Tehran's demands for the closure of the IAEA investigation into the issue has remained a source of tension and distrust between Tehran and the West.

Iran has always insisted that it has fully cooperated with the UN nuclear watchdog over the matter while Grossi has said that efforts to restore the 2015 nuclear deal between Iran and world powers, known as the Joint Comprehensive Plan of Action (JCPOA), may not be possible without resolving the issue of undeclared past activities.

The United States withdrew from the JCPOA in May 2018 and imposed ‘maximum pressure’ sanctions on Iran.

Talks which began in Vienna in April 2021 to restore the 2015 nuclear deal have stalled since mid-March. Major issues reportedly include Washington’s refusal to delist Iran’s Revolutionary Guards (IRGC)which the Trump administration designated as a ‘foreign terrorist organization’. Iran also insists on avenging the US killing of IRGC’s Qods Force Commander Ghasem (Qasem) Soleimani who was killed in Baghdad in 2020 in a US targeted drone attack.

Some analysts have linked what the IAEA calls “undeclared nuclear material” to Tehran’s past cooperation over centrifuges with Pakistani scientist AQ Khan.

"I hope that the time ... between now and the issuance of my report [in June] will [be] put to good use to come [up] at least with a start of a credible answer to these things," Grossi told the forum in Davos.

The WSJ reported Wednesday that documents it has reviewed suggest that Iran had acquired some secret IAEA reports nearly two decades ago and provided them to top political, military, and nuclear officials between 2004 and 2006 in a bid to devise answers to IAEA’s questions over its allegedly secret nuclear activities prior to 2003.
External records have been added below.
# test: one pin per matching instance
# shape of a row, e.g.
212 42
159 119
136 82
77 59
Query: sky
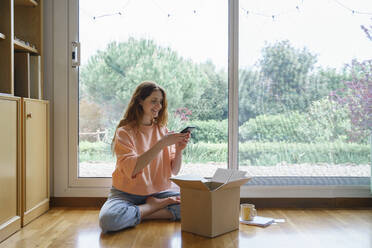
198 29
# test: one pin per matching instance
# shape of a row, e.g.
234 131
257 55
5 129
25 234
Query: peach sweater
130 144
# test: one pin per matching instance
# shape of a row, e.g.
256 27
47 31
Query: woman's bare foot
154 204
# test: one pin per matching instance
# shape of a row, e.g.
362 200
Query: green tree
110 76
213 102
287 69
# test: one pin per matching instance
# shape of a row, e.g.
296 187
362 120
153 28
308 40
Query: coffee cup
247 211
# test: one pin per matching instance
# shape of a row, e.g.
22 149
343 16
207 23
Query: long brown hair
134 111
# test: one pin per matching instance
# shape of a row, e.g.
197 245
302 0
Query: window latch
75 54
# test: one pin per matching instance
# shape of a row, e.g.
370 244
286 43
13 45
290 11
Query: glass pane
181 45
305 88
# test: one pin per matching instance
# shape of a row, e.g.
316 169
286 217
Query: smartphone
187 130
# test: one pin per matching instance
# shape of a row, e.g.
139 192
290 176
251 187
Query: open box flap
190 182
233 184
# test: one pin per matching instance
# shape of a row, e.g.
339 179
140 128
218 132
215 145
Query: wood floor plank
78 227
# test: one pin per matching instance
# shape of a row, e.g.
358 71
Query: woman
147 156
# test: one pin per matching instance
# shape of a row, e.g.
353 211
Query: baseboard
309 202
97 202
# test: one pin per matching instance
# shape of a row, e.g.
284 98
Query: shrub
324 122
253 153
274 128
257 153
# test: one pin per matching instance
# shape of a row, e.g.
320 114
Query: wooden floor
68 227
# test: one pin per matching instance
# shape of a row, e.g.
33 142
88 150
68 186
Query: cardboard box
211 207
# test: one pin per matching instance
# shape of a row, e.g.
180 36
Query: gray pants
121 210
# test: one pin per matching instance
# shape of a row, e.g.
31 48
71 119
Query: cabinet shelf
31 3
19 46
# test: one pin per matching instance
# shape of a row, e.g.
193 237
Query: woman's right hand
172 138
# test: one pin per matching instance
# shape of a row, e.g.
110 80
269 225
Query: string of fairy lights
249 12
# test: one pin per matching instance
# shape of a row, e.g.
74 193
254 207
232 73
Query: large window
302 81
303 88
181 45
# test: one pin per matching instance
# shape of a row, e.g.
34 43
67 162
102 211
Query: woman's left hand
181 145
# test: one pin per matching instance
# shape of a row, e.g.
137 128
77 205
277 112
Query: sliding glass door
305 89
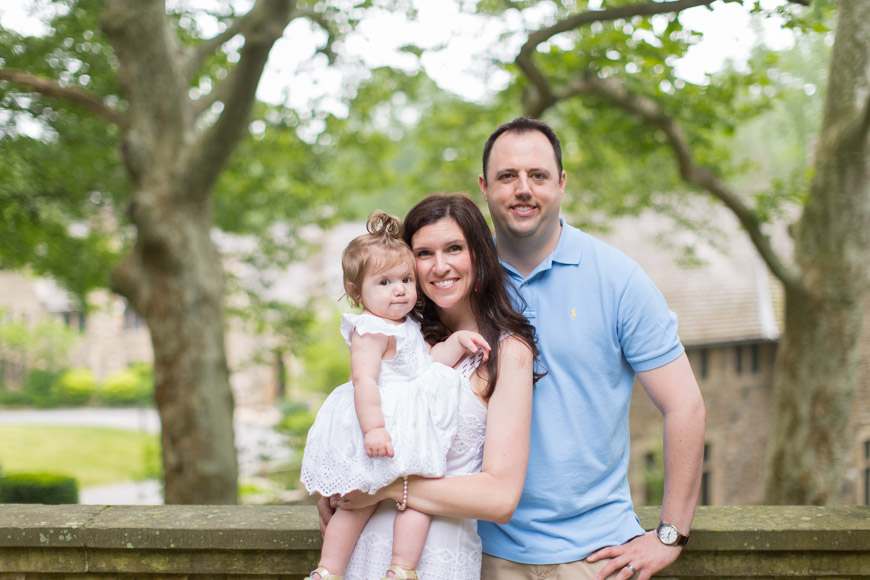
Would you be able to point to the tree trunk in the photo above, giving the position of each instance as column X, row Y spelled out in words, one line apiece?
column 173, row 276
column 818, row 361
column 182, row 302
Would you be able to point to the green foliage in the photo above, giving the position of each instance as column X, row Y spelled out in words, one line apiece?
column 45, row 488
column 132, row 385
column 38, row 387
column 44, row 344
column 61, row 172
column 94, row 456
column 325, row 357
column 74, row 387
column 296, row 420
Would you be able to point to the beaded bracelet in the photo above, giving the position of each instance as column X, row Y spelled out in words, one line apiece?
column 401, row 506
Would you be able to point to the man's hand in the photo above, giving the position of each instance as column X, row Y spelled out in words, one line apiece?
column 379, row 443
column 646, row 554
column 325, row 508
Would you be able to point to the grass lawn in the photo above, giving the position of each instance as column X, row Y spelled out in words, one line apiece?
column 94, row 456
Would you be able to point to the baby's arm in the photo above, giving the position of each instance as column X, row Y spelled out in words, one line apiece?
column 457, row 344
column 366, row 353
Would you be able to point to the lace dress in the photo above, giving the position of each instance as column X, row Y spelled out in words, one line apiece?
column 452, row 549
column 419, row 399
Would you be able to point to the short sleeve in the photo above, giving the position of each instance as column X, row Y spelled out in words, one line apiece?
column 367, row 324
column 648, row 329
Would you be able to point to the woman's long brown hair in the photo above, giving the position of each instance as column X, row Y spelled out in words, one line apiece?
column 491, row 296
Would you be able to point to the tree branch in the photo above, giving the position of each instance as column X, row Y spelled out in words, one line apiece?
column 207, row 47
column 625, row 12
column 263, row 26
column 651, row 113
column 50, row 88
column 540, row 96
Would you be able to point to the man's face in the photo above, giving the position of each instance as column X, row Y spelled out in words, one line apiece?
column 523, row 187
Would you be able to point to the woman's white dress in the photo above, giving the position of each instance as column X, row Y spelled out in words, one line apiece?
column 419, row 399
column 452, row 549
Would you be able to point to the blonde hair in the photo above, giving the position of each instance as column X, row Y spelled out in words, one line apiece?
column 377, row 250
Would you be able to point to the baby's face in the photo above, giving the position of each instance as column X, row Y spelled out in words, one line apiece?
column 391, row 292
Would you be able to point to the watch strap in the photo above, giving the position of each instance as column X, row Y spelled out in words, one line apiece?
column 681, row 539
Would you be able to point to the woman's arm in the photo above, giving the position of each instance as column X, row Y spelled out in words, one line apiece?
column 493, row 493
column 366, row 353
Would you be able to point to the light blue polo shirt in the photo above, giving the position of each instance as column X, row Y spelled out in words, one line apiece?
column 599, row 319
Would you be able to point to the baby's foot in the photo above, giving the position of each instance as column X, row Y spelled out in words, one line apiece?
column 321, row 573
column 396, row 572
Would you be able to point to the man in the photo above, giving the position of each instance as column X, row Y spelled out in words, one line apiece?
column 600, row 322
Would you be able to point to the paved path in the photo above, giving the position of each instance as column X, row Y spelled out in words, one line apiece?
column 257, row 444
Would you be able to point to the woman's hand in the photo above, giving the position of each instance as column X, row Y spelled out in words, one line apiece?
column 359, row 499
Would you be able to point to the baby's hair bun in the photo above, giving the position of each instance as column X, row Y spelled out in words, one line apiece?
column 384, row 224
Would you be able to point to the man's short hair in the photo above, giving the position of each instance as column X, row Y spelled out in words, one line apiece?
column 522, row 125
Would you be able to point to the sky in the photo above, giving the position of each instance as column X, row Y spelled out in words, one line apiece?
column 457, row 43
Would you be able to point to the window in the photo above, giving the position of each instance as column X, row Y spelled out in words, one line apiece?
column 75, row 320
column 867, row 472
column 754, row 358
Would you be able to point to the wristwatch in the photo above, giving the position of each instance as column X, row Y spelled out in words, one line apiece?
column 670, row 535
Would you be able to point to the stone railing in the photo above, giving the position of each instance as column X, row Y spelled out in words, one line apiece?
column 78, row 542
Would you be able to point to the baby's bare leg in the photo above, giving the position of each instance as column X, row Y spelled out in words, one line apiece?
column 341, row 535
column 409, row 536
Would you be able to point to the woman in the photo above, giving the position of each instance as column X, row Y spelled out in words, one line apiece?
column 464, row 288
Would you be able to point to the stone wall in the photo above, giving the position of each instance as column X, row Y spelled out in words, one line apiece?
column 281, row 542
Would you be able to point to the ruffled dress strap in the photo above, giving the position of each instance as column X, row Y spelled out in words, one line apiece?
column 365, row 323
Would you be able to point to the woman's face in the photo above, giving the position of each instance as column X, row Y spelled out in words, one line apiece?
column 444, row 268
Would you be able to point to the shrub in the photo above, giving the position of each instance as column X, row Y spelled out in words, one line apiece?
column 74, row 387
column 47, row 488
column 37, row 387
column 34, row 391
column 131, row 385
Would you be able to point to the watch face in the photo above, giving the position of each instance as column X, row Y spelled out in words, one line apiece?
column 668, row 534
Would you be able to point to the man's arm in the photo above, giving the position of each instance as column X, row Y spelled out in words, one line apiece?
column 675, row 392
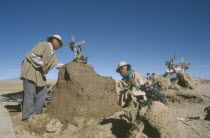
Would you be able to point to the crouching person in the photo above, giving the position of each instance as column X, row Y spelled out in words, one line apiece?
column 128, row 89
column 39, row 61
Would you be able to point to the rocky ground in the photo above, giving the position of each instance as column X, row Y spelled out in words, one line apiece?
column 84, row 105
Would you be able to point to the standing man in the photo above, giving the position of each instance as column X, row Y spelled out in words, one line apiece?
column 39, row 61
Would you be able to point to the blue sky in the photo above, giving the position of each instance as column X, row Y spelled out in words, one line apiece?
column 144, row 33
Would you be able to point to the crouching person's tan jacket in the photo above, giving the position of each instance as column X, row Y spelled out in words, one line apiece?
column 124, row 87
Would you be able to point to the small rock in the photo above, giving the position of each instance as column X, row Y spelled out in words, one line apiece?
column 54, row 126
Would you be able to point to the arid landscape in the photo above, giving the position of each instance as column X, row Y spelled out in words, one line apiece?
column 84, row 104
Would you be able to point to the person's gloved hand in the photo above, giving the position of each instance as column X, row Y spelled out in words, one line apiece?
column 44, row 69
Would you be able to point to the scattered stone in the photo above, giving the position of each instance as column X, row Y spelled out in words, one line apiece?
column 54, row 126
column 185, row 80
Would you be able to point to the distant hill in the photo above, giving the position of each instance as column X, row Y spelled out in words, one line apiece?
column 11, row 79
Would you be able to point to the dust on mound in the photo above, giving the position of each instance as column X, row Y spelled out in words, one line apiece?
column 81, row 92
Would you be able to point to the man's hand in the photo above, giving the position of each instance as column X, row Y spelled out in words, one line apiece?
column 44, row 69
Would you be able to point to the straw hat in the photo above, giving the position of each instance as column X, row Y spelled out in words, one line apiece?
column 55, row 37
column 121, row 64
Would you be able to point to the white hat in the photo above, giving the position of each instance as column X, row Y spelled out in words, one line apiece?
column 121, row 64
column 55, row 37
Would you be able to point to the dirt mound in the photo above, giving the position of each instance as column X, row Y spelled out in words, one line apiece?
column 81, row 92
column 159, row 119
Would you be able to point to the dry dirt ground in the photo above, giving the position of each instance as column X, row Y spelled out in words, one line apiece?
column 83, row 110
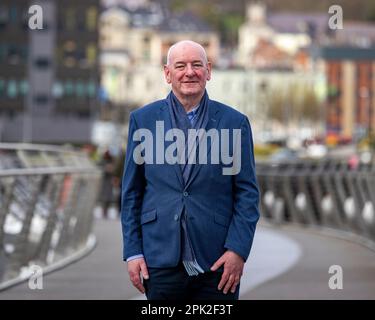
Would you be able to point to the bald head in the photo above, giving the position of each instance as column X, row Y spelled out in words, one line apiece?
column 181, row 46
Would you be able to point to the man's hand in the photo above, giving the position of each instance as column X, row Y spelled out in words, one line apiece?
column 135, row 267
column 233, row 267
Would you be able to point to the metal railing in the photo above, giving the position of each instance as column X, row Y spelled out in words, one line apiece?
column 325, row 193
column 47, row 197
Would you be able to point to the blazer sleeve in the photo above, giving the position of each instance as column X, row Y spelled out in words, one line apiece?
column 133, row 186
column 246, row 198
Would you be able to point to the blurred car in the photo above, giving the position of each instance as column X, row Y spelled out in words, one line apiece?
column 284, row 155
column 316, row 151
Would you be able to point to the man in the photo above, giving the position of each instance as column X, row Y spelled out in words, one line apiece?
column 188, row 227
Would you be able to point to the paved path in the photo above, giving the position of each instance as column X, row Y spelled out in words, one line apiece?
column 285, row 263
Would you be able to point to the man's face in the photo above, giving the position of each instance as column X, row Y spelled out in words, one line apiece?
column 188, row 71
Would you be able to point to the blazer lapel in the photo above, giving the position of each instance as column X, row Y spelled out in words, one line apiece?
column 163, row 115
column 213, row 122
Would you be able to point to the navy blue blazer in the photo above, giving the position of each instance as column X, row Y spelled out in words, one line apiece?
column 222, row 210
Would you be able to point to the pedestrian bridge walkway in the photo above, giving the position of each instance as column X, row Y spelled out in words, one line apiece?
column 315, row 215
column 286, row 262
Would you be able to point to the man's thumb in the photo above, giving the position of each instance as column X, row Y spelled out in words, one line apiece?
column 144, row 271
column 217, row 264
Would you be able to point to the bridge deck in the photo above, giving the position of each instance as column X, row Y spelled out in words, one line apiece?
column 286, row 263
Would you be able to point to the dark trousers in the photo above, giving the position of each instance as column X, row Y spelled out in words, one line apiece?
column 176, row 284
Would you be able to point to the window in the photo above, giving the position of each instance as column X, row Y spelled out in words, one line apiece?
column 23, row 87
column 70, row 19
column 2, row 87
column 91, row 53
column 13, row 14
column 68, row 88
column 57, row 90
column 91, row 89
column 80, row 89
column 42, row 62
column 3, row 52
column 4, row 16
column 91, row 17
column 41, row 99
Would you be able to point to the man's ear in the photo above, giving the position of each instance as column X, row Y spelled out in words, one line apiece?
column 167, row 74
column 209, row 66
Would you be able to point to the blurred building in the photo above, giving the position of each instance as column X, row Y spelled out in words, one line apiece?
column 350, row 89
column 279, row 40
column 49, row 77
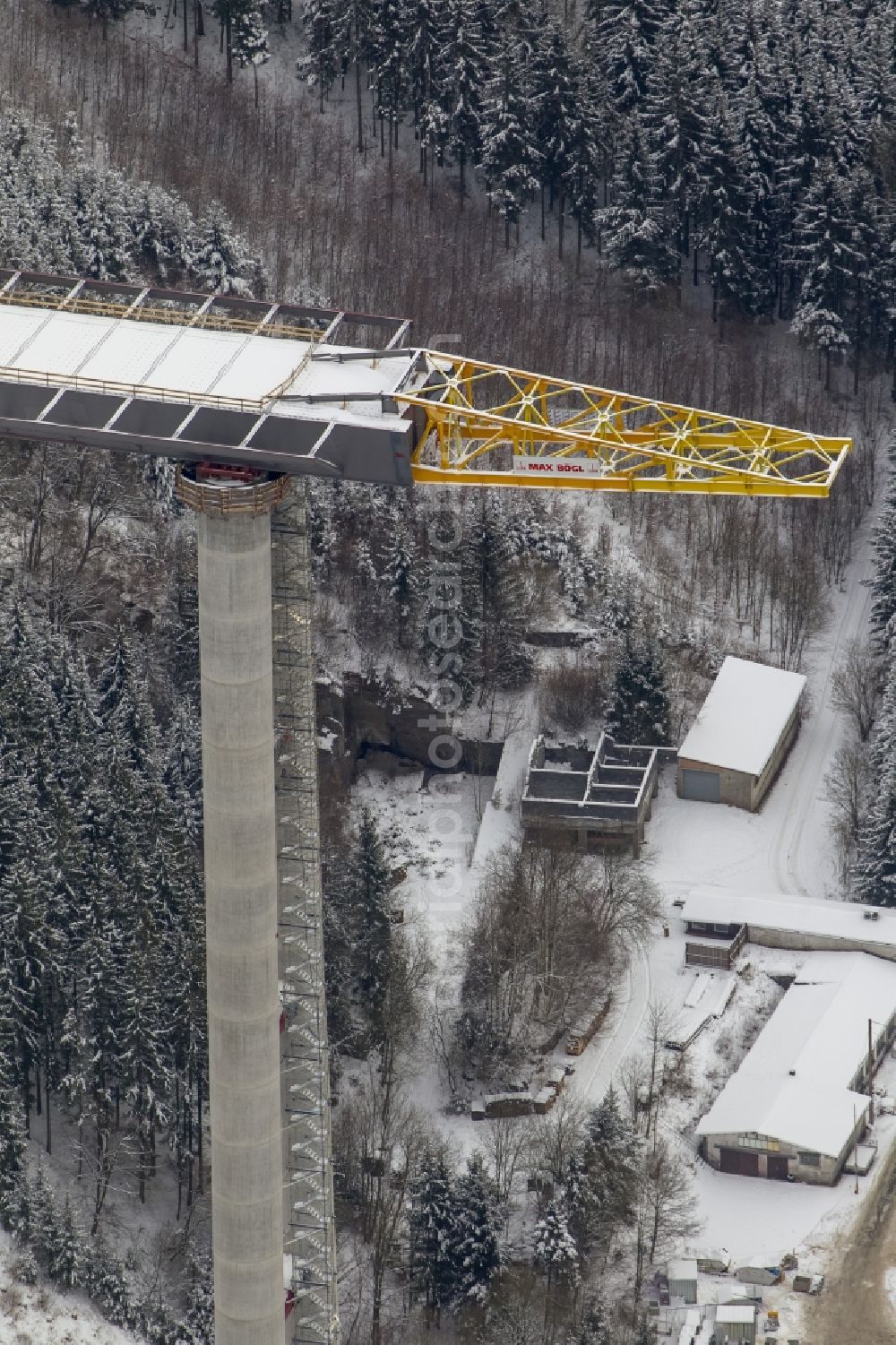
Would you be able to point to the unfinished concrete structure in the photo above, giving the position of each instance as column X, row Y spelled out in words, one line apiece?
column 719, row 923
column 577, row 798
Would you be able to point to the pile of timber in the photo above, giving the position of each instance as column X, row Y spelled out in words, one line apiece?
column 522, row 1103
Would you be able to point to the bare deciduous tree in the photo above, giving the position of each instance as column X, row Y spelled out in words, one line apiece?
column 845, row 789
column 857, row 686
column 506, row 1143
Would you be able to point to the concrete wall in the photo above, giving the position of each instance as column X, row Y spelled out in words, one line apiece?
column 807, row 942
column 241, row 921
column 825, row 1175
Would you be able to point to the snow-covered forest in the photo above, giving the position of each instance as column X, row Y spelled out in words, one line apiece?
column 688, row 199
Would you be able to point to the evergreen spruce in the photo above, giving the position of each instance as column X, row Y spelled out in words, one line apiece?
column 638, row 711
column 369, row 913
column 435, row 1231
column 510, row 159
column 633, row 228
column 479, row 1220
column 66, row 1261
column 555, row 1247
column 874, row 878
column 883, row 584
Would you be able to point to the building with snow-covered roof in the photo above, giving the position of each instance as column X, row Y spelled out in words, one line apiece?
column 719, row 923
column 742, row 735
column 798, row 1105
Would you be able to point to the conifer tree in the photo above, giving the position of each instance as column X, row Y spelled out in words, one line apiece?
column 510, row 160
column 625, row 37
column 13, row 1145
column 65, row 1263
column 555, row 1247
column 220, row 260
column 593, row 1328
column 823, row 253
column 367, row 896
column 874, row 878
column 493, row 603
column 638, row 711
column 555, row 99
column 884, row 582
column 633, row 228
column 612, row 1161
column 323, row 29
column 400, row 571
column 676, row 118
column 724, row 217
column 434, row 1231
column 479, row 1219
column 466, row 61
column 46, row 1224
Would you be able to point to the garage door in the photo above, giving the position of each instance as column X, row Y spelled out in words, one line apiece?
column 739, row 1161
column 700, row 784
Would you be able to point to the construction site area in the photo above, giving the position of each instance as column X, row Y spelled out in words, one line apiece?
column 252, row 399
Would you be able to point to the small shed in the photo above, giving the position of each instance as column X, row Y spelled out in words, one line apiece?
column 737, row 1323
column 712, row 1261
column 742, row 735
column 683, row 1280
column 762, row 1269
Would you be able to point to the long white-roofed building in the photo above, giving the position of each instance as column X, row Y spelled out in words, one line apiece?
column 742, row 735
column 798, row 1103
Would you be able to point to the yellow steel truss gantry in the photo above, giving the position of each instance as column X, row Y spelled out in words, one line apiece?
column 488, row 426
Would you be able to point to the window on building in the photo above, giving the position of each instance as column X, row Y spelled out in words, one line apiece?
column 753, row 1141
Some such IAEA documents that were among over 100,000 documents stolen by the Mossad from a warehouse near Tehran were annotated in Persian by officials who apparently used them to come up with answers that would satisfy the IAEA about undeclared activities. The archives were disclosed in 2018 by then Prime Minister Benjamin Netanyahu.

The interplay between the Vienna talks and IAEA’s monitoring of Iran is a complex one. As a signatory of the Nuclear Non-Proliferation treaty (NPT), Iran is subject to IAEA inspections and monitoring under its NPT ‘safeguards’ agreement.

The agency’s role was enhanced under the JCPOA which limited Iran’s nuclear program in scale and nature. Since 2019, a year after the United States left the JCPOA and began ‘maximum pressure’ sanctions, Iran has both expanded its nuclear program and limited IAEA access almost to the lower level required under safeguards.